If people buying houses to rent on Airbnb artificially inflated the housing market, it's just a necessary correction and federal support would be a mistake.

3 comments

Agree. There are stories of people kinking out tenants to let on Airbnb. If these people get fucked by the loss in income, that'll be a simple on my face.

Airbnb as a whole, is a good idea- but some people are doing horrible things to the housing market and at worst AirBNB is complicit.

>People owning multiple houses to rent out to vacationers that people would like to actually live in doesn't upset me at all.

If people buying houses to rent on Airbnb artificially inflated the housing market

net-net : is n't both the same?

Airbnb turns housing into hotels. Typically those are zoned differently, potentially subsidizing housing for locals at the cost of driving up prices for travelers.
Look, I'm all for affordable housing, but when viewing this within the context of a looming recession and potential financial crisis I can assure you that the last thing you want to do is add in a potential amplifier to a housing market crash. Houses may get cheaper, but everyone is going to suffer in very difficult to imagine ways. Corporate debt markets are looking scary as hell right now. If you threw a housing market meltdown at it right now, we could easily be looking at something much much worse than what we saw in '08.
A house is rarely used as an interesting business asset for generating productivity for the rest of the nation. AirBnB is like the height of how commercially productive a home can be. I would argue that the home is most interesting to a nation when it houses a family which is contributing to the economy.

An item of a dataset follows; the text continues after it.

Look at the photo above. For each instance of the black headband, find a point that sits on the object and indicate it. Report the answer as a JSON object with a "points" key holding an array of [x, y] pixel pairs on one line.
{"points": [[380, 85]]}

What we're talking about is making the housing market more healthy, where health is viewed from the perspective of the nation.

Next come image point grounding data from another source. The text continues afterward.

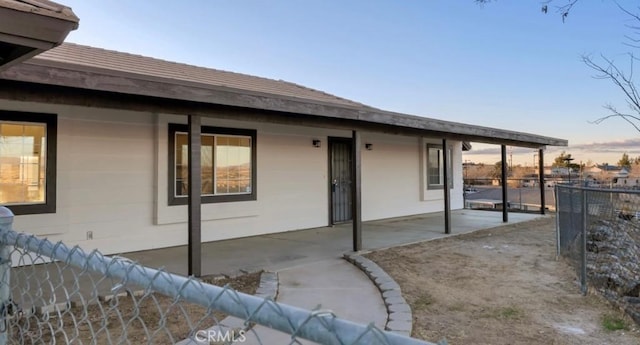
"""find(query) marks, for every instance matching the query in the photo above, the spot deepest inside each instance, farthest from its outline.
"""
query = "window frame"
(214, 131)
(449, 153)
(51, 122)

There is inefficiency being absorbed by the system when very finite housing capacity is being used primarily by vacationers who already have a home, and now that terribly finite supply is being translated to mere vacation enhancement.

those are good ideas but imagine someone barely making ends meet on an "inflated" mortgage which then loses a lot of value. the bank expects them to pay back $250K but then their home value collapses down to its true price of $150K. you just created a situation where a household has negative equity - literally worse off than if they had never bought the home at all, and difficult to wiggle out of if they live there (very likely). that obviously has massive effects on their economic outlooks.
Yeah, this is absolutely a problem and people's homes being foreclosed due to this type of situation does upset me. But this is a side-effect of people making money off housing shortages, which is the root cause and due for a correction.
The people with these AirBnbs are no worse than the residents who vote for policies and politicians that create and exacerbate the shortages in the first place.
What will happen is that airbnb hosts with liquidity problems have to fire sell them to lucky speculators and then in a year or two after the speculator has made his profit, they go right back on airbnb.